Pediatric primary care providers’ understanding of the role of OT in primary care has received less attention in the literature, with only one study (Brenner et al., 2020) focusing solely on pediatric primary care providers. Brenner et al. (2020) found that 82.1% of pediatric primary care providers (N=95) reported familiarity with occupational therapy’s scope of practice. These findings contradict previous findings in the literature in which adult primary care providers typically did not fully understand OT’s scope of practice (Andreae et al., 2021; Halle et al., 2018; Dahl-Popolizio et al., 2017a; Donnelly et al., 2013). While the findings of Brenner et al. (2020) conflict with previous literature, Brenner et al. (2020) collected quantitative data in which participants responded on a Likert scale as “disagree, somewhat disagree, neutral, somewhat agree, agree.” Therefore, there was no qualitative data that would confirm these clinicians accurately understood occupational therapy’s scope of practice. A comparison cannot be made because there are currently no other quantitative or qualitative studies that focus specifically on pediatric primary care providers’ understanding of occupational therapy’s scope of practice.

In addition to direct education for PCPs about OT’s role, co-location has also been found to be beneficial for indirectly educating primary care teams on the role of occupational therapy (Pyatak et al., 2019; Donnelly et al., 2013). Co-location refers to OTPs and PCPs treating clients in the same location. Pyatak et al. (2019) found that, when implementing Lifestyle Redesign® in a primary care clinic for adults with diabetes, colocation allowed for informal education to PCPs on OT’s role throughout the duration of the study and helped providers gain a deeper understanding of OT’s scope of practice. Similarly, Donnelly et al. (2013) found that out of the four primary care clinics in Canada that were examined, only one clinic had an OT onsite with the physicians, while the other three clinics had OTPs working in nearby buildings. The lack of colocation was identified as a main barrier in the integration of occupational therapy.
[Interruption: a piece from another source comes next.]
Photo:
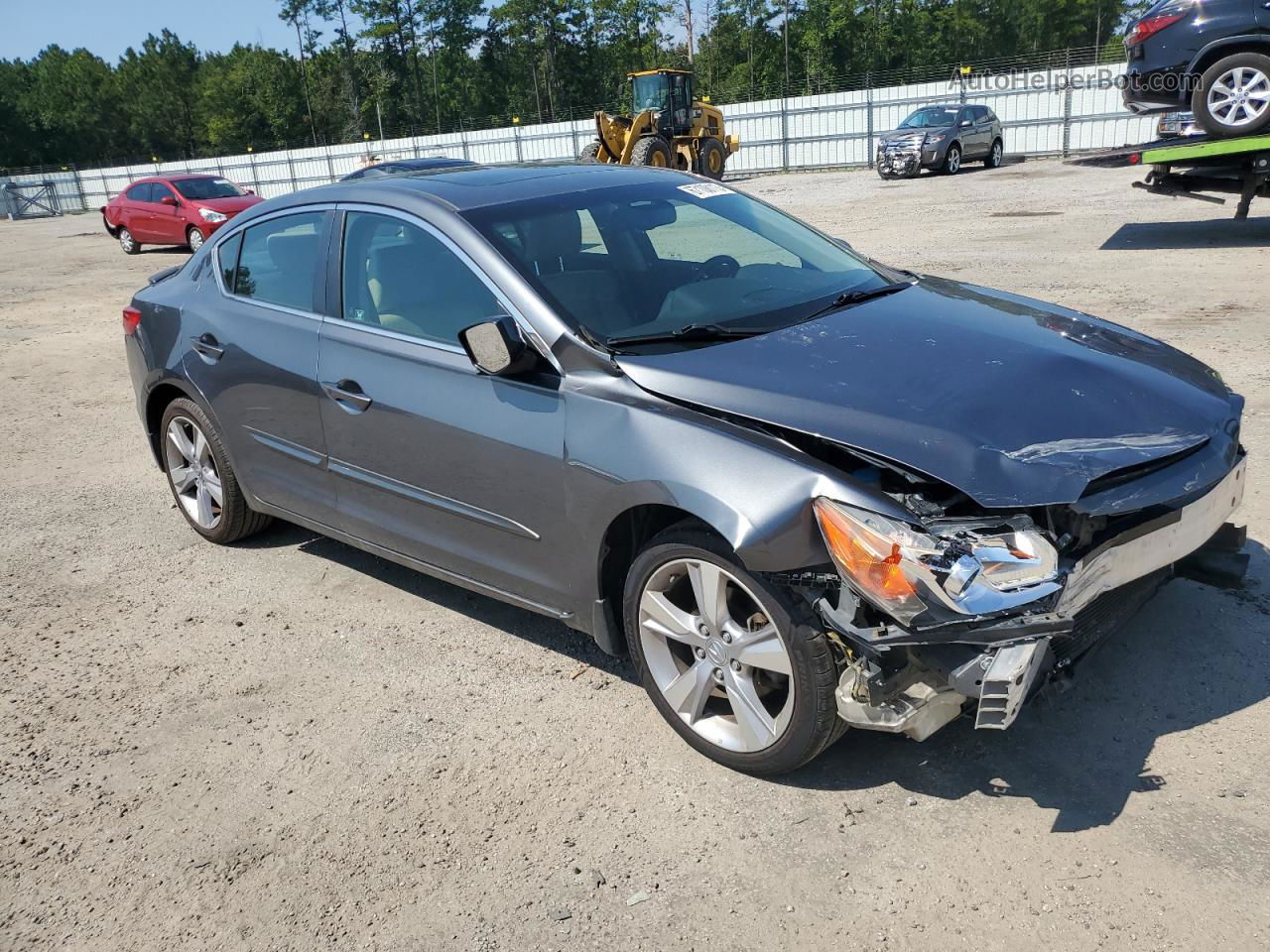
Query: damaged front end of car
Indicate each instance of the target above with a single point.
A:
(952, 613)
Andreae et al. (2021) found that incorporating OT students into primary care settings was beneficial for educating primary care providers on the distinct value of OT. Andreae et al. (2021) conducted a mixed-methods study to explore how occupational therapy students are used in the primary care setting in fieldwork and capstone experiences. Due to the limited number of occupational therapists who work in the primary care setting, only 16 OT’s participated in this study. Results showed that 69% of participants identified PCP’s “narrow or unclear vision of the value of OT” as a main barrier to OT in primary care. However, OT students were viewed as useful for providing interventions, screening and evaluating for OT services, and most notably, educating the interprofessional team about the value of OT.
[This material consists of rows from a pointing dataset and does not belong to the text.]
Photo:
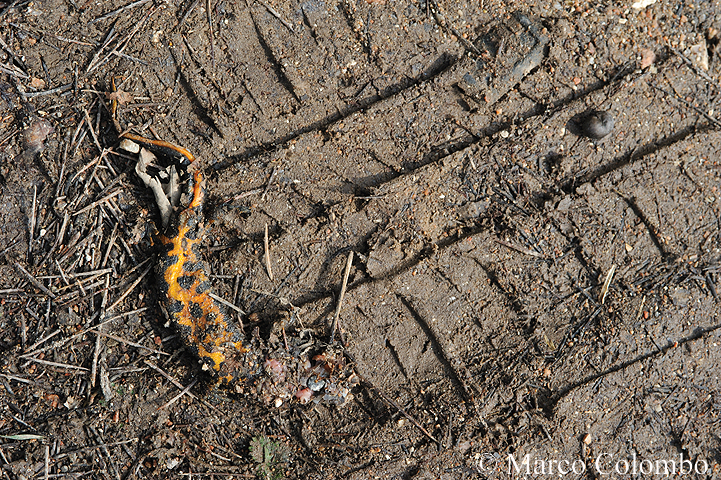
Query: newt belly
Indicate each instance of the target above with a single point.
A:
(202, 321)
(275, 375)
Donnelly et al. (2013) found that educating primary care providers about occupational therapy’s scope of practice was an important element in the successful integration of OT into four primary care teams in Canada. Using a multiple case study design, Donnelly et al. (2013) conducted in-depth interviews and questionnaires with occupational therapists working at four different primary care teams. Occupational therapists at each of the four practices educated physicians and team members about OT’s scope of practice and role in primary care through presentations, educational rounds, meet and greets, brochures, and information letters. Team members identified that having a good understanding of occupational therapy increased the rate of appropriate referrals.